As a dividend-driven investor, dividend-related events (such as the increase or decrease of a company's quarterly payout) are always something I tend to pay close attention to, since they have a tendency to influence my decision in terms which stocks I should keep on my radar. With that said, and in the wake of its latest dividend increase, I wanted to highlight a number of reasons why I continue to stay bullish on shares of Southern Company (NYSE:SO).
Southern Company Increases Its Quarterly Dividend 3.45%
On Monday, April 21, Southern Company announced a quarterly dividend increase of $0.0175/share, which brings its upcoming dividend payout to $0.525/share. It should be noted that the increase will be paid on June 6 for shareholders on May 5. Not only does this boost represent a 3.45% increase from its prior dividend of $0.5075/share (paid on March 6), it was also in line with its previous increase of $0.0175/share that was announced on April 15, 2013.
Recent Performance & Trend Behavior Should Indicate A Continued Uptrend
On Monday, shares of SO, which currently possess a market cap of $40.26 billion, a forward P/E ratio of 15.77, and a dividend yield of 4.66% ($2.10), settled at a price of $45.16/share.
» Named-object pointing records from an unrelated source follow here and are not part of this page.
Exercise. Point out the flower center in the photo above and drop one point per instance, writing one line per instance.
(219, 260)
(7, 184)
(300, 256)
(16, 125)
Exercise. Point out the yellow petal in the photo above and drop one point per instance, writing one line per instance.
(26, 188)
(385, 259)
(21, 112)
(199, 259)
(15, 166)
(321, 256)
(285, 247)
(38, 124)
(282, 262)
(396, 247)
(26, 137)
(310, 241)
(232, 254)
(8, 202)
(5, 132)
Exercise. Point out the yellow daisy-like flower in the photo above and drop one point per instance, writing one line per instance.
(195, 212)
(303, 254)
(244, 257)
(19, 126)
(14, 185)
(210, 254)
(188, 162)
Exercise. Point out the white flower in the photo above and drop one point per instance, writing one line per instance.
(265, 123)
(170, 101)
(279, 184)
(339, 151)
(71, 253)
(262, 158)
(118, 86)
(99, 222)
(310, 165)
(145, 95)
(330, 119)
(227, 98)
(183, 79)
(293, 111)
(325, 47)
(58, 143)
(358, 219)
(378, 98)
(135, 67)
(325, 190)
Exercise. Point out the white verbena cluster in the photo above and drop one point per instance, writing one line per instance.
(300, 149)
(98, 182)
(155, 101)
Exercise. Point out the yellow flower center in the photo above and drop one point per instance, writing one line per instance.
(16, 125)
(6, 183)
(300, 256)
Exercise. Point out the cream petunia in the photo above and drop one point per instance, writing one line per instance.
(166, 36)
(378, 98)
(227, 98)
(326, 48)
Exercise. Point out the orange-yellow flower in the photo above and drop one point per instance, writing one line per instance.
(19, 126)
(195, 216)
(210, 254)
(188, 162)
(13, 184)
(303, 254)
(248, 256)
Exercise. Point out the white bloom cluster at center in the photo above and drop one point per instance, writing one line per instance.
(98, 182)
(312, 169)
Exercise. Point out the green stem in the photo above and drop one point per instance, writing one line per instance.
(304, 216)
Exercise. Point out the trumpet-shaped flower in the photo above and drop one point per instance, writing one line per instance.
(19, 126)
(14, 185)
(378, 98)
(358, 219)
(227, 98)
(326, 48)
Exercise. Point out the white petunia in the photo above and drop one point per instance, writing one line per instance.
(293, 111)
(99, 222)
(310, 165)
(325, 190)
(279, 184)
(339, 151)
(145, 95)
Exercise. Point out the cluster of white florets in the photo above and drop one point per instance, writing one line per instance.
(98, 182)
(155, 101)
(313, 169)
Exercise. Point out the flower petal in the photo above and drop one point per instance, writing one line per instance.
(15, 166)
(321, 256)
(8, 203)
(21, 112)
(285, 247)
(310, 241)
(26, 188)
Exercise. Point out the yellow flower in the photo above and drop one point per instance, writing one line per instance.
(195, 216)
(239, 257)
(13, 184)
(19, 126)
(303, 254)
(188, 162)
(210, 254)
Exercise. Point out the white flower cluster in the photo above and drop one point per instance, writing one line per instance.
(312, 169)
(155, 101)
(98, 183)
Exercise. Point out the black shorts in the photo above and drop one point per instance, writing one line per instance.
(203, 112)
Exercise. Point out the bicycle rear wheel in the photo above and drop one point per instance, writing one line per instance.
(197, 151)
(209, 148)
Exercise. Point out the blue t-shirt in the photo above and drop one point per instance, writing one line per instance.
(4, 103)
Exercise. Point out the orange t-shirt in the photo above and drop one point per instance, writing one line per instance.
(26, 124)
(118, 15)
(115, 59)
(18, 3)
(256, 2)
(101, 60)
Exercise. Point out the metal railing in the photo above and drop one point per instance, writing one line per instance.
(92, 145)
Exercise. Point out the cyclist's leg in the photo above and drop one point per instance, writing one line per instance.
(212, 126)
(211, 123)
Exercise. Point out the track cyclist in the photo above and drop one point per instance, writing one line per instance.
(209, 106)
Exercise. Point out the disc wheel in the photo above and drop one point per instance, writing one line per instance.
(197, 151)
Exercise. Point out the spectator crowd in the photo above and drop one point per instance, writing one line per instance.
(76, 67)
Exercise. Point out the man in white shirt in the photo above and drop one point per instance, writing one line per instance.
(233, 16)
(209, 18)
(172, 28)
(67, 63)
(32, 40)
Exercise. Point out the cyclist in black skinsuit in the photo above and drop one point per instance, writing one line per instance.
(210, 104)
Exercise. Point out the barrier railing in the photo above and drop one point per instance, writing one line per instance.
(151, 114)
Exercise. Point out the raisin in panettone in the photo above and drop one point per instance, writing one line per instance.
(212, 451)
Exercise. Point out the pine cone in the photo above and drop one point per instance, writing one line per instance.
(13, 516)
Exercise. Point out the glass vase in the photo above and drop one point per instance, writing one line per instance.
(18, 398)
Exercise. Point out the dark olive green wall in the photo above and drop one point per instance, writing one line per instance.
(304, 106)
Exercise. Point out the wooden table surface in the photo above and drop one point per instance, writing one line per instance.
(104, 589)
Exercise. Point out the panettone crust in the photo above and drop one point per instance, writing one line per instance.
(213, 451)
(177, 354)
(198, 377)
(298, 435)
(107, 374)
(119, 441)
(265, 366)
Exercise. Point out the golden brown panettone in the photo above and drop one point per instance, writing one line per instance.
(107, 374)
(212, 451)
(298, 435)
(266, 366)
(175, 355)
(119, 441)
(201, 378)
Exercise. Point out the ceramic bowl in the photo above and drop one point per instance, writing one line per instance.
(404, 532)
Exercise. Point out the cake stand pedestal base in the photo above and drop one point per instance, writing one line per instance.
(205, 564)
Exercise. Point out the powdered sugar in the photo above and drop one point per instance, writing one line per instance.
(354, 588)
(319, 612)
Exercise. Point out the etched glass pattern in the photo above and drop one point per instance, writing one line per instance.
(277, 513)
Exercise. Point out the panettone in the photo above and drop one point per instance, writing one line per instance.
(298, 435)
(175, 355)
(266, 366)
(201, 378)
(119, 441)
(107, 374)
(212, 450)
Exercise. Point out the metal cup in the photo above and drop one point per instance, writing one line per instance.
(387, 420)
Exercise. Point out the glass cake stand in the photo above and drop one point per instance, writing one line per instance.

Based on their closing price of $46.16/share, shares of SO are trading 2.61% above their 20-day simple moving average, 5.10% above their 50-day simple moving average, and 8.62% above their 200-day simple moving average. It should be noted that these numbers indicate a short-term and mid-to-long term uptrend for the stock, which generally translates into a buying mode for most near-term traders and many long-term investors.
Comparative Forward P/E Ratios Set Southern Company Apart From Its Peers
Although the above referenced numbers indicate a long-term uptrend for the company's stock, I actually think its share price of $46.16/share offers investors a considerable point of entry. Why? Well, I think that when shares are trading at a much better forward P/E ratio than a number of their sector-based peers, a great buying opportunity is created for most long-term investors.
As of Monday's close, Southern Company's forward P/E ratio of 15.77 was much lower than the forward P/E ratio of both Sempra Energy (NYSE:SRE) (forward P/E ratio of 20.01 as of 4/21) and NiSource (NYSE:NI) (forward P/E ratio of 19.97 as of 4/21), which signals a greater level of affordability for those who may be looking to establish a position in Southern Company, especially when compared to a number of its peers.
A Look Ahead To Southern Company's Upcoming Earnings
When it comes to the company's upcoming earnings, there are a number of things potential investors should consider. For example, analysts are currently calling for SO to earn $0.53/share in terms of EPS for its Q1 earnings that are due out on April 30 (which is $0.05/share higher than what the company had reported during Q4 2013, and $0.04/share higher than the company had reported during the year-ago period).
In order to meet and/or exceed its quarterly EPS estimates, I'd like to see an increase in the company's operating revenues (within the range of at least 2.25%+ on the low side and 4.5%+ or more on the high side), a fair increase in the company's kilowatt-hour sales to its customers (within the range of 0.4% on the low side and 1.4% or more on the high side), and lastly, an increase in the company's total energy sales (in this instance, I'm looking for at least a 0.3% on the low side and a 1.5% or more increase on the high side). If the above mentioned criteria are met and or exceeded, there's a very good chance that current EPS estimates could be surpassed.
Costs Related To The Kemper Clean-Coal Project Could Continue To Rise
One of the things both potential investors and existing shareholders should note is the fact that Southern Company's costs surrounding Mississippi Power's Kemper Clean-Coal Project could see its costs rise by an additional $177 million, due in large part to a combination of harsh weather, labor turnover, and a number of inefficiencies related to its installation. I strongly believe that if these particular hurdles continue to hinder the Kemper project over the next 6-12 months, additional costs may very well exceed $300 million and quarterly results could be adversely affected.
For those of you who may be considering a position in the Southern Company, I strongly recommend keeping a close eye on the company's recent trend performance, its ability to continue to maintain its dividend, as has been the case over the past 13 years, and its ability to continue to enhance shareholder value over the next 12-24 months, as each of these factors could play a role in the company's long-term growth.
Disclosure: I have no positions in any stocks mentioned, but may initiate a long position in SO over the next 72 hours. I wrote this article myself, and it expresses my own opinions. I am not receiving compensation for it (other than from Seeking Alpha). I have no business relationship with any company whose stock is mentioned in this article.